Brazilian graffiti artist and feminist icon Panmela Castro rocked the hip-hop community when she became the first woman to win a Hutuz Award in 2008. She made waves again just two years later in 2010 when she won the Hutuz Award for best Artist of the Decade. Castro has risen to the top of the male-dominated graffiti world in Brazil by charting her own path, and using street-art to raise awareness about an issue that hits very close to home: domestic violence.
Sohini Chakraborty was a dancer and sociologist in 1996 when she began volunteering at a shelter for sex trafficking survivors in Kolkata, India.
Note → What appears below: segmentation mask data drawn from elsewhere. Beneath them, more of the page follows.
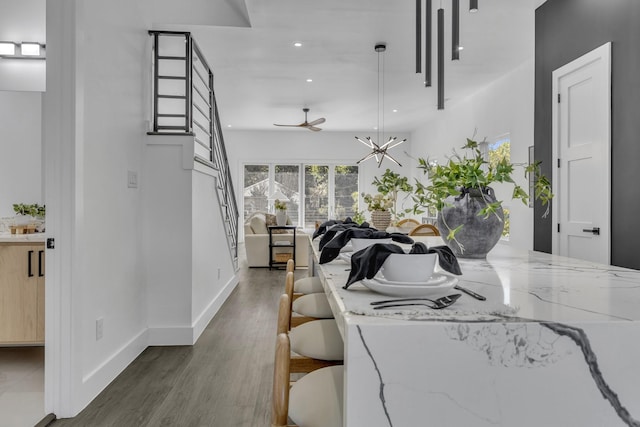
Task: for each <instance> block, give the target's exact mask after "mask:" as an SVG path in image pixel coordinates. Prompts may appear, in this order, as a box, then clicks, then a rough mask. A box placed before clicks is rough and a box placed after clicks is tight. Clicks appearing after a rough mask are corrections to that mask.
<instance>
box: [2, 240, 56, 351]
mask: <svg viewBox="0 0 640 427" xmlns="http://www.w3.org/2000/svg"><path fill="white" fill-rule="evenodd" d="M45 240H46V238H45V234H44V233H33V234H9V233H0V346H1V345H12V346H14V345H34V344H37V345H40V344H44V323H45V319H44V306H45V304H44V303H45V277H44V276H45V248H44V246H45V244H44V242H45Z"/></svg>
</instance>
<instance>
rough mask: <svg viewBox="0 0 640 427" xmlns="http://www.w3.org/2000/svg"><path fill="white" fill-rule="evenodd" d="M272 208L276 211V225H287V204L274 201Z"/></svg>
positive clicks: (275, 200)
mask: <svg viewBox="0 0 640 427" xmlns="http://www.w3.org/2000/svg"><path fill="white" fill-rule="evenodd" d="M273 207H274V208H275V210H276V224H277V225H286V224H287V203H286V202H284V201H281V200H280V199H276V200H274V202H273Z"/></svg>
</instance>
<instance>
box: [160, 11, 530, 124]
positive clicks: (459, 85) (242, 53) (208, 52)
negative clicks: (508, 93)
mask: <svg viewBox="0 0 640 427" xmlns="http://www.w3.org/2000/svg"><path fill="white" fill-rule="evenodd" d="M245 3H246V11H247V13H248V17H249V21H250V27H241V26H226V27H221V26H205V25H196V26H188V25H163V27H164V28H165V29H181V30H189V31H192V33H193V35H194V37H195V39H196V41H197V43H198V44H199V46H200V47H201V49H202V50H203V52H204V55H205V57H206V58H207V60H208V62H209V64H210V65H211V67H212V69H213V72H214V76H215V91H216V97H217V102H218V108H219V110H220V115H221V121H222V123H223V126H232V129H241V130H282V128H276V127H275V126H273V123H287V124H298V123H301V122H302V121H303V120H304V113H303V112H302V108H303V107H309V108H310V109H311V111H310V113H309V121H311V120H313V119H316V118H318V117H325V118H326V119H327V121H326V123H324V124H323V125H322V126H321V127H322V128H323V129H324V130H325V131H358V130H371V129H373V128H374V127H376V125H377V123H378V86H377V85H378V74H377V73H378V54H377V53H376V52H375V50H374V45H375V44H376V43H378V42H386V44H387V51H386V52H385V53H383V54H382V55H383V58H382V59H383V61H384V73H383V77H384V79H383V80H384V120H383V121H382V120H381V121H382V122H383V124H384V128H385V130H386V131H395V132H409V131H411V130H413V129H415V128H416V127H417V126H419V125H421V124H422V123H424V122H425V121H427V120H429V119H430V118H432V117H433V116H434V115H436V114H438V110H437V108H436V105H437V100H436V98H437V88H436V85H435V81H436V80H435V79H436V72H437V68H436V59H435V52H436V45H435V31H434V32H433V34H434V48H433V52H434V59H433V82H434V85H433V87H431V88H425V87H424V84H423V80H424V78H423V75H421V74H416V73H415V2H414V1H411V0H401V1H389V0H348V1H347V0H323V1H322V2H319V1H316V0H269V1H264V0H246V2H245ZM479 3H480V9H479V11H478V12H477V13H473V14H472V13H469V12H468V1H467V0H461V2H460V12H461V13H460V27H461V33H460V43H461V45H462V46H463V47H464V50H463V51H462V52H461V53H460V60H459V61H451V59H450V57H451V41H450V33H451V15H450V13H451V10H450V9H451V0H444V1H442V4H443V7H444V8H445V37H446V40H445V100H446V102H445V108H451V107H452V106H453V105H455V104H456V103H458V102H462V101H463V100H464V99H465V98H466V97H467V96H469V95H470V94H473V93H474V92H475V91H477V90H479V89H480V88H482V87H483V86H485V85H487V84H489V83H491V82H492V81H494V80H495V79H497V78H498V77H499V76H501V75H503V74H505V73H506V72H508V71H510V70H512V69H514V68H515V67H517V66H519V65H520V64H522V63H523V62H526V61H528V60H532V57H533V53H534V10H535V7H537V6H538V5H539V4H540V3H541V1H540V0H518V1H513V0H480V1H479ZM423 4H424V3H423ZM439 5H440V2H439V1H437V0H435V1H433V7H434V12H433V17H434V22H435V19H436V18H435V17H436V11H435V9H437V8H438V7H439ZM434 30H435V28H434ZM296 41H298V42H301V43H302V44H303V46H302V47H299V48H296V47H294V46H293V43H294V42H296ZM308 78H310V79H313V82H311V83H308V82H306V79H308ZM496 102H499V100H496ZM393 109H397V110H398V111H397V112H396V113H393V112H392V110H393ZM291 131H292V132H303V131H304V132H308V131H306V130H304V129H291Z"/></svg>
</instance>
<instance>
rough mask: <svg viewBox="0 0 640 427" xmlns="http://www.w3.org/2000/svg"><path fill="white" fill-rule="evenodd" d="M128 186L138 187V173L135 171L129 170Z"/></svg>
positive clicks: (127, 177)
mask: <svg viewBox="0 0 640 427" xmlns="http://www.w3.org/2000/svg"><path fill="white" fill-rule="evenodd" d="M127 186H128V187H129V188H138V173H137V172H134V171H128V172H127Z"/></svg>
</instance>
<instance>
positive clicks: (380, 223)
mask: <svg viewBox="0 0 640 427" xmlns="http://www.w3.org/2000/svg"><path fill="white" fill-rule="evenodd" d="M362 197H363V199H364V202H365V203H366V204H367V210H368V211H369V212H371V222H372V223H373V226H374V227H375V228H377V229H378V230H383V231H384V230H386V228H387V227H388V226H389V224H391V212H390V211H389V209H391V207H392V206H393V201H392V200H391V198H390V197H389V196H388V195H384V194H380V193H378V194H375V195H373V196H372V195H371V194H364V193H363V194H362Z"/></svg>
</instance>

She knew instinctively that dance could help girls reclaim their bodies after the trauma of trafficking, and over the past 2 decades, Chakraborty has touched the lives of over 7000 survivors throughout South-East Asia and trained over 50 survivors to become professional dance movement therapists themselves.
FATOU DIATTA aka SISTER FA
Senegalese singer and activist Sister Fa is a survivor of childhood female genital mutilation. She’s now based in Berlin, but is a controversial figure throughout West-Africa, where she regularly tours, using her fame to spark a dialogue around genital mutilation, which is still too taboo to discuss in many communities.
American fashion designer ANNA TAYLOR first moved to Kenya to work in Nairobi’s slums when she was in high school. There, she met an unemployed seamstress named Judith, whom she hired to sew her clothing designs. In 2011, Taylor founded Judith&James to train and employ impoverished Kenyan women to produce high fashion clothing. In 2013, at the age of 22, Taylor debuted her collection at New York Fashion Week.